El inconveniente que a veces presenta este tipo de historias en el cine de Clint Eastwood (muy especialmente en sus últimas obras) es una cierta tendencia al estereotipo: se abstiene de explorar con profundidad la problemática real de la comunicación familiar (quizá porque no es lo que le interesa contar) y a veces la despacha con descuido, con escenas de comicidad fácil y, en el peor de los casos, retratos un tanto maniqueos. Esto último aquí no se llega a producir del todo, sí una cierta superficialidad que, con franqueza, chirría en algunas escenas.
El aspecto técnico resulta sobradamente eficiente: resulta tan irreprochable que sorprende saber que la película se rodó en muy pocos meses. Los encuadres del director, son cada vez más reconocibles (que quien escribe recuerde y, por citar algún ejemplo, planos generales con líneas oblicuas para presentar espacios, primeros planos con rostros en penumbra para los diálogos más dramáticos). Además, parece que Eastwood cuenta con un equipo excelente que garantiza el acabado estético de la película: la fotografía muestra una línea de color definida en tonos ocres, amarillos, verdes y grises que representa muy bien los mundos en conflicto de la historia y deja un recuerdo visual definido de la película.
El montaje es también impecable en lo formal, pero presenta una particular deficiencia respecto a la historia que, una vez más, resulta familiar en el contexto de la obra de su autor.
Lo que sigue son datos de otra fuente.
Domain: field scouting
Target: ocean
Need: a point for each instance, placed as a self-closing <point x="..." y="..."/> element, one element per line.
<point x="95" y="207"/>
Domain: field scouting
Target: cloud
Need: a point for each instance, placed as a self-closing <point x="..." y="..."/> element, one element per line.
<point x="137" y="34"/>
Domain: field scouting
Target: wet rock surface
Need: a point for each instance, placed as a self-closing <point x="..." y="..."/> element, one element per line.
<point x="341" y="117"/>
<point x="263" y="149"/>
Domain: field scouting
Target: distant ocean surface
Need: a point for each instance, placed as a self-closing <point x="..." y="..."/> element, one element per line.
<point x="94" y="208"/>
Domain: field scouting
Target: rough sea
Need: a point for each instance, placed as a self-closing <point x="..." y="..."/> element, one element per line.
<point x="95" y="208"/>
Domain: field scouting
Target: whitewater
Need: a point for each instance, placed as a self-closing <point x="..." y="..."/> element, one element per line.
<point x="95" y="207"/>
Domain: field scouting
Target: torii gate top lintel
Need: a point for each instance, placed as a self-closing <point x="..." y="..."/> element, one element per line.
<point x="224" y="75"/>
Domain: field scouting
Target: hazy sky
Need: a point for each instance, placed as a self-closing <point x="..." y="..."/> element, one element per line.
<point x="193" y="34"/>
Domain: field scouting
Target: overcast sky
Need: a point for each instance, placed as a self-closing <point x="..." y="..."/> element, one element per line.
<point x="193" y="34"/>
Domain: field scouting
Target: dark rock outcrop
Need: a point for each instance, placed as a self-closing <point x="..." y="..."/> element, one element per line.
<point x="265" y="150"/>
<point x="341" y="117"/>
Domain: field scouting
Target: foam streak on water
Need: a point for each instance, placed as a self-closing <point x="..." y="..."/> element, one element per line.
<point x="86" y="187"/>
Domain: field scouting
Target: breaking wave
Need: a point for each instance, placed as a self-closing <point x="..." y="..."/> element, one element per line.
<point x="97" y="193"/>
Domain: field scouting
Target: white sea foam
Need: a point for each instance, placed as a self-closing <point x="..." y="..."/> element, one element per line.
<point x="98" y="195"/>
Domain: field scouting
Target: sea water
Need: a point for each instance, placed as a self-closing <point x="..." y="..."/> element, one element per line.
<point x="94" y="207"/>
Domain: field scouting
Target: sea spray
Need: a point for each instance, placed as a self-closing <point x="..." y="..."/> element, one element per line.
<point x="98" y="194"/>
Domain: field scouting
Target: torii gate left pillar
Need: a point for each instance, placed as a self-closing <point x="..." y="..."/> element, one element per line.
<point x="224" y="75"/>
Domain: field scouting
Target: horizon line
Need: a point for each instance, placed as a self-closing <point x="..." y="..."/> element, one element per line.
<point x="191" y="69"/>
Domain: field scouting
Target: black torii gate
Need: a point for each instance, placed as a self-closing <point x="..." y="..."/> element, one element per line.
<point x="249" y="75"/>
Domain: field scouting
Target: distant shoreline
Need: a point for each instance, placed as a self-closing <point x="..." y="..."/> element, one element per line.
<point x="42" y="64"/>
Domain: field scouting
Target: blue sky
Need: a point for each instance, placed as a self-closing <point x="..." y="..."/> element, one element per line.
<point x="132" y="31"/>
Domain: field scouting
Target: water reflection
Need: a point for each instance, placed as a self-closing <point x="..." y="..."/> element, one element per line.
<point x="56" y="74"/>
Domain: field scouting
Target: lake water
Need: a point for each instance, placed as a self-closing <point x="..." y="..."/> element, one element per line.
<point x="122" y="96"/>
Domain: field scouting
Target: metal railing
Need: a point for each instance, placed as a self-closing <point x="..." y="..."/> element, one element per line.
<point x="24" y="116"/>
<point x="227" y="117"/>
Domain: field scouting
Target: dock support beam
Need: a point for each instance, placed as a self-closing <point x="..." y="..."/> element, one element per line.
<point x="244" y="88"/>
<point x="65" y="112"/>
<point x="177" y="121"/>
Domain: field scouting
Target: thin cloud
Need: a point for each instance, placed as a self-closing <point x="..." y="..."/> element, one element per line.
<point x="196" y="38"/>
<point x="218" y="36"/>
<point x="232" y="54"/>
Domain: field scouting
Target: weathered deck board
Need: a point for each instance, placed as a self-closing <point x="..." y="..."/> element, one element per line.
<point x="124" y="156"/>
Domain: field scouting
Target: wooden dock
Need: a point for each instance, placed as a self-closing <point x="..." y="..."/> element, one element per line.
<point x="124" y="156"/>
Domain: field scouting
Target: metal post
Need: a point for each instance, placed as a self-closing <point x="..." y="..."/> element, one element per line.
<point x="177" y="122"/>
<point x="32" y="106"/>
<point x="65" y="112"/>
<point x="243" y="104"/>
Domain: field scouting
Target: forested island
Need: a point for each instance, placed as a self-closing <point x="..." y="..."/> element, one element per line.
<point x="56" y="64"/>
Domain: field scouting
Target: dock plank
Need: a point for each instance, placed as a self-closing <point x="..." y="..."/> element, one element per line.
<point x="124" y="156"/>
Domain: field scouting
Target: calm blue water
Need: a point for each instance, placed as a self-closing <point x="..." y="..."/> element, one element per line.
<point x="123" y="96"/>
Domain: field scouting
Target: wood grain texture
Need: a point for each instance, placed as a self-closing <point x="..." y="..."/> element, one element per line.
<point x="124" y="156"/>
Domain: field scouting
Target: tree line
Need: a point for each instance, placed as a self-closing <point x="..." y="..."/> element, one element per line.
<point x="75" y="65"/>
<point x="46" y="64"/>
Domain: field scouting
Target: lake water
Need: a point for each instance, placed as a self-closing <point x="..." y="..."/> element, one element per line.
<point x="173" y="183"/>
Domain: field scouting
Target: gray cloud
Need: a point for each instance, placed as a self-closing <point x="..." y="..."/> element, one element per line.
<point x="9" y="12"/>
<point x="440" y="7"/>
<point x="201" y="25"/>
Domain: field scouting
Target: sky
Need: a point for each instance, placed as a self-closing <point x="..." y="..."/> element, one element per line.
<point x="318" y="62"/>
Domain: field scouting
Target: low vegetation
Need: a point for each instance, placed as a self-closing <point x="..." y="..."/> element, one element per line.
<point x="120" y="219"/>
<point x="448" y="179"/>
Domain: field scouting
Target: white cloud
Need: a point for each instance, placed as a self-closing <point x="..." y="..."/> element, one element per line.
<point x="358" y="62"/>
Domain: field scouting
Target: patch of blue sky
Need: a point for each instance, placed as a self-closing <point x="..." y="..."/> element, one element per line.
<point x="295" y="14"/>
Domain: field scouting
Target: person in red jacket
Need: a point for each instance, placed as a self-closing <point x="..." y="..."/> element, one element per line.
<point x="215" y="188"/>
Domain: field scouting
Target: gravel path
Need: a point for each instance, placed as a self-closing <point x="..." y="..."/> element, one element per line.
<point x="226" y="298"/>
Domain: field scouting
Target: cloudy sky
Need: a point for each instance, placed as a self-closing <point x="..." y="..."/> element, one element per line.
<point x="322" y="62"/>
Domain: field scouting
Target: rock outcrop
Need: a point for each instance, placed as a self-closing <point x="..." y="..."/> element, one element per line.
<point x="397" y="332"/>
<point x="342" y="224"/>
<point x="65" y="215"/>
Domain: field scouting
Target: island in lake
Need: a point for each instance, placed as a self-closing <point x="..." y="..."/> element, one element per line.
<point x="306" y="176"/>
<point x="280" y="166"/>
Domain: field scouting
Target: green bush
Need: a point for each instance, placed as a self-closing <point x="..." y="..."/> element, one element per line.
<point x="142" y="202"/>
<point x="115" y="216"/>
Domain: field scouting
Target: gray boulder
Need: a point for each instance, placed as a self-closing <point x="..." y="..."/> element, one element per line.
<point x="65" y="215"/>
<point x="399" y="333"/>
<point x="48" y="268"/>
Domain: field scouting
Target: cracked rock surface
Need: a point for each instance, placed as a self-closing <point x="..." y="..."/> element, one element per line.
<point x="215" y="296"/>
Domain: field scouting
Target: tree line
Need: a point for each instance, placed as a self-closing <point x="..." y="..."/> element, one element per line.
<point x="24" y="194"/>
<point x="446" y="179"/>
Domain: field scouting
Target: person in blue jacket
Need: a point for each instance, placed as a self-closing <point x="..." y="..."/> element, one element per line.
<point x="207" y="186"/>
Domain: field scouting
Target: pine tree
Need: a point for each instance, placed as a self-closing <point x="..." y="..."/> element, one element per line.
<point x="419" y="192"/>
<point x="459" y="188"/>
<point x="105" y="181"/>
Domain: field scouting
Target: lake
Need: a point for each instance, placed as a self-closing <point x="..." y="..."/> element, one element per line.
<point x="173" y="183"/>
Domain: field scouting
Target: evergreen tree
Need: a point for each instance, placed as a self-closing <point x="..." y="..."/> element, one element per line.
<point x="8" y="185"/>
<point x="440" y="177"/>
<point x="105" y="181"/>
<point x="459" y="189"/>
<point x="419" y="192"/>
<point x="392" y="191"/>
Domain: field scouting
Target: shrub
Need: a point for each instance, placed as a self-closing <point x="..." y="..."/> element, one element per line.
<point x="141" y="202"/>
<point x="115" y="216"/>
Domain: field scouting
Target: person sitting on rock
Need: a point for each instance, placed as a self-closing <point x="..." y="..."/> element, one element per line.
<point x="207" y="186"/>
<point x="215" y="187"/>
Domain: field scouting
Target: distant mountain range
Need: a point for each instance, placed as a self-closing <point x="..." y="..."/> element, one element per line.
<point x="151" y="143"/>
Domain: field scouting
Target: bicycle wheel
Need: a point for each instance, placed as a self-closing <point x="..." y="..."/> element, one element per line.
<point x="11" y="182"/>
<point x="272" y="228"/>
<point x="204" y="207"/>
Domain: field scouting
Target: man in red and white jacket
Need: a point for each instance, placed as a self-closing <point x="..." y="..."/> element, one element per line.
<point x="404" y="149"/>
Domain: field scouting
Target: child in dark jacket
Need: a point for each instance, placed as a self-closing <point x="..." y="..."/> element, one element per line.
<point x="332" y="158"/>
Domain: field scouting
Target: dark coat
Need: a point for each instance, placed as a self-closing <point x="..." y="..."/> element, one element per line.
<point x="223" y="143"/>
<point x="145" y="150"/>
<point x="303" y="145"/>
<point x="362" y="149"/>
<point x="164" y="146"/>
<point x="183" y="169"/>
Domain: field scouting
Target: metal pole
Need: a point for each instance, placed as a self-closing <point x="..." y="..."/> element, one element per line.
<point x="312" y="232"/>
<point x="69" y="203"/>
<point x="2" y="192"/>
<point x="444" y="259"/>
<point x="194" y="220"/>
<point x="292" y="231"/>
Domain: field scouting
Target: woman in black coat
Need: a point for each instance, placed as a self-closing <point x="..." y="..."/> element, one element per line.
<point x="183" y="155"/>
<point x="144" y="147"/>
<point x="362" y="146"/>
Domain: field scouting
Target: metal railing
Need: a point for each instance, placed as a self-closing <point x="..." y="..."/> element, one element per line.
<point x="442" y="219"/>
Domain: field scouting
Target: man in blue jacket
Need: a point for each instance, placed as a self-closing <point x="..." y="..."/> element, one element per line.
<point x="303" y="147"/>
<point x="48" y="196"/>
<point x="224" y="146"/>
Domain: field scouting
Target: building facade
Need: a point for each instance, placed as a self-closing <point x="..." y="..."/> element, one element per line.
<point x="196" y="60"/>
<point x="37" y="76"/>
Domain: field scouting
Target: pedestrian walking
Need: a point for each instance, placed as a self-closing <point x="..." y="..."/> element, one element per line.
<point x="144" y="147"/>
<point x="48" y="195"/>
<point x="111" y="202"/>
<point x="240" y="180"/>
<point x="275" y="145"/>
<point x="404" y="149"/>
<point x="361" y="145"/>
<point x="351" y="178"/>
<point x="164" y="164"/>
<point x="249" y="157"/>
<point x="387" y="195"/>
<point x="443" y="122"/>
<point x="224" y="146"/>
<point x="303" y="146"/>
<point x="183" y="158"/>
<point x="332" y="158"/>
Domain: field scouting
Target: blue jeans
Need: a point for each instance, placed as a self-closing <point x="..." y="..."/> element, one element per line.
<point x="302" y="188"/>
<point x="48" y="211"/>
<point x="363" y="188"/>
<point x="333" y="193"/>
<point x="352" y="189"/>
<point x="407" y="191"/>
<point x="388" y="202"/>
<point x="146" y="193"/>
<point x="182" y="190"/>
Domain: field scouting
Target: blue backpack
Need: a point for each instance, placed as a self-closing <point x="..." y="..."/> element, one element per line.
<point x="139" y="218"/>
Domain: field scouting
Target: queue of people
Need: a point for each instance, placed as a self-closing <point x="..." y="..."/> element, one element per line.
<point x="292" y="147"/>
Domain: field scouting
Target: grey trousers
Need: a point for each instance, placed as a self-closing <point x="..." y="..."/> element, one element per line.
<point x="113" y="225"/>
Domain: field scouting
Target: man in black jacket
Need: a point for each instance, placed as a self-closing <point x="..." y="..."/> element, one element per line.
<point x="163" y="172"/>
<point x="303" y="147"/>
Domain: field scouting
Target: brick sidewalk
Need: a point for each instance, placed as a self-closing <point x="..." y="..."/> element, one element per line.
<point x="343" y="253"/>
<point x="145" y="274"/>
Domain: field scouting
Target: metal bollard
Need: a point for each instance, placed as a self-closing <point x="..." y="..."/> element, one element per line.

Sencillamente, da la sensación de que Eastwood tiene demasiada preocupación por respetar la integridad de los guiones de sus películas y todas, desde hace unos años, presentan un problema de dosificación en el segmento con más peligro de altibajos de cualquier guión: el denominado segundo acto.
Hacemos un inciso para explicar qué es el segundo acto. Una vez establecido el protagonista de una película y un conflicto motivado por una meta que desea alcanzar, el segundo acto desarrolla los sucesivos intentos de alcanzar esa meta hasta que llega el punto culminante de la historia. Este segmento es el que suele ser objeto de más recortes en el montaje de cualquier película, porque una vez superado el interés despertado por una historia nueva y quedando muy lejos el desenlace, el público tiende a aburrirse. Los sucesivos intentos del protagonista por conseguir una y otra vez lo mismo acaban haciéndose repetitivos; para evitar eso se suelen intercalar tramas secundarias que refuercen la principal y en la que finalmente se integren.
En el segundo acto de Gran Torino hay una subtrama que desarrolla la relación de Kowalzyck con Thao, el más joven de sus vecinos hmong. Y en principio lo hace con gran encanto, humor y ternura, aportando a la película algunos de sus momentos más genuinamente entrañables. Pero, como sucede en algunas subtramas de Mystic River, Million Dollar Baby y Banderas de nuestros padres, todo se acaba haciendo demasiado explícito. Hay demasiado diálogo que redunda en lo mismo, demasiadas escenas que agotan completamente una situación que, para haber sido narrada con más fuerza, debería haber dejado algo a la imaginación del espectador. Esta falta de sutileza afecta muy negativamente a Gran Torino.
El clímax es justamente emotivo, coherente e interesante, aunque quizá algo predecible. La conclusión afecta a la familia y se hace una vez más demasiado obvia, pero la escena culminante es tan correcta que en realidad no importa. Tampoco importa que Clint Eastwood haya decidido cantar en los créditos y no sólo no lo haga bien sino que parece no venir a cuento en la historia. En realidad es pecata minuta, porque Gran Torino es un drama emotivo y sincero, propio de un anciano que sabe insuflar la experiencia humana recogida con inteligencia y sensibilidad en su vida a los guiones que escriben otros hasta hacerlos en parte suyos.